February 5, 2006

Tom Kyte on constraints

I’ve put up some posts slamming what I regard as an absurdly extremist pro-constraints view held by some relational advocates. But Tom Kyte offers a more nuanced view of constraints that I find extremely reasonable.

The basic idea is this. Oracle has something called “non-validated constraints” — assertions that are true about the data but not enforced by the DBMS. Putting them in the database gives valuable information — metadata — to Oracle, allowing the optimizer to work much more efficiently. And there’s no performance overhead, because the constraints aren’t actually checked at run time.

As Tom correctly points out, this story assumes that you’ve indeed done a solid job of data cleaning. If not, the non-validation of the constraints could allow the system to give a wrong answer.


One Response to “Tom Kyte on constraints”

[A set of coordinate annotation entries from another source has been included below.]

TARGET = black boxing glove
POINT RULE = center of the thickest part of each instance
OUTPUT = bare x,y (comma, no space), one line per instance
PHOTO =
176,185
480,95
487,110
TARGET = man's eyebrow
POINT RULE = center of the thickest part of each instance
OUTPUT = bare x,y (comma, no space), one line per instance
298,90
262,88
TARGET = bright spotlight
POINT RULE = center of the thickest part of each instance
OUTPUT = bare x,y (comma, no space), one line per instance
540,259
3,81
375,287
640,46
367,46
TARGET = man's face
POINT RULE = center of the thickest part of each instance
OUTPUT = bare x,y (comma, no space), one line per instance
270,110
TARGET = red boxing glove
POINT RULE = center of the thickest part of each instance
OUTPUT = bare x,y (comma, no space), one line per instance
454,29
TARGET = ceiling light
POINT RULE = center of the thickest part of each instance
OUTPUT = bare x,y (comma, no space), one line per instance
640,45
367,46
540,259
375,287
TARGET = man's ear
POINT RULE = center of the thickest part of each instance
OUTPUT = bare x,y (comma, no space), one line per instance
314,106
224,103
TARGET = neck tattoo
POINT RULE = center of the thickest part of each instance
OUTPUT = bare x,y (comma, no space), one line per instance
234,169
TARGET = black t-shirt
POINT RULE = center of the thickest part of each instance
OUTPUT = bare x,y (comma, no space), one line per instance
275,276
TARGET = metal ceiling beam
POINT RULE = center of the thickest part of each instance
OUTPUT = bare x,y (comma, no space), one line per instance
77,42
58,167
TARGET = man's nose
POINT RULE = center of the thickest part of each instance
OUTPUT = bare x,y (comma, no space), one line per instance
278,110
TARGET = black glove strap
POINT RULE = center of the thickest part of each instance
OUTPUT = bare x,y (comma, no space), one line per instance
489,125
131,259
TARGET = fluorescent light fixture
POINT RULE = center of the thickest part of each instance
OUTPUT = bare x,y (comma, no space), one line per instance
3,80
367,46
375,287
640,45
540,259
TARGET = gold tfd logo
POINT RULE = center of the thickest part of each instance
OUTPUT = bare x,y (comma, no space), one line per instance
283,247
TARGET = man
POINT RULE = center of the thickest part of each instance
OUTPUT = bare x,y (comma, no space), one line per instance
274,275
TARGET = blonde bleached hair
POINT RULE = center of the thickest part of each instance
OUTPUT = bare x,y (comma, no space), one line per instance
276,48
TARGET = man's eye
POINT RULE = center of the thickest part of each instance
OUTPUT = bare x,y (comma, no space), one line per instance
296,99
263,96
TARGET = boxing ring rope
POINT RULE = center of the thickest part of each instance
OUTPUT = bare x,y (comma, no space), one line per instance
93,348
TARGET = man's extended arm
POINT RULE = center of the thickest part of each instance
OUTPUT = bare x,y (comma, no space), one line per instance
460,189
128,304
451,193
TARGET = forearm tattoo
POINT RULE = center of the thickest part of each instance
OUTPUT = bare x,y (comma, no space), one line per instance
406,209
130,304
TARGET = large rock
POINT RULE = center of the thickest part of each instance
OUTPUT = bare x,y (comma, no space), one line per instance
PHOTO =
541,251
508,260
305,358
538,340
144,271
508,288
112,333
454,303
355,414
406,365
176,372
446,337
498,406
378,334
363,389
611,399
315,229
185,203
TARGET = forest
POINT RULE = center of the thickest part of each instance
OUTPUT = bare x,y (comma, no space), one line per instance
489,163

  1. David Aldridge on October 3rd, 2006 12:11 am

    I’m a little surprised that Tom didn’t mention the declaration of dimensions as well, as they are a logical expansion of constraints that allow further flexibility for query rewrite. Theyu allow the declaration of multiple hierarchies within a data set and the specification of levels within the hierarchies and the data elements that are attributes of the different levels.

    They are purely declarative and are not enforceable, although there are procedures for validating that the data does not contravene the declared rules.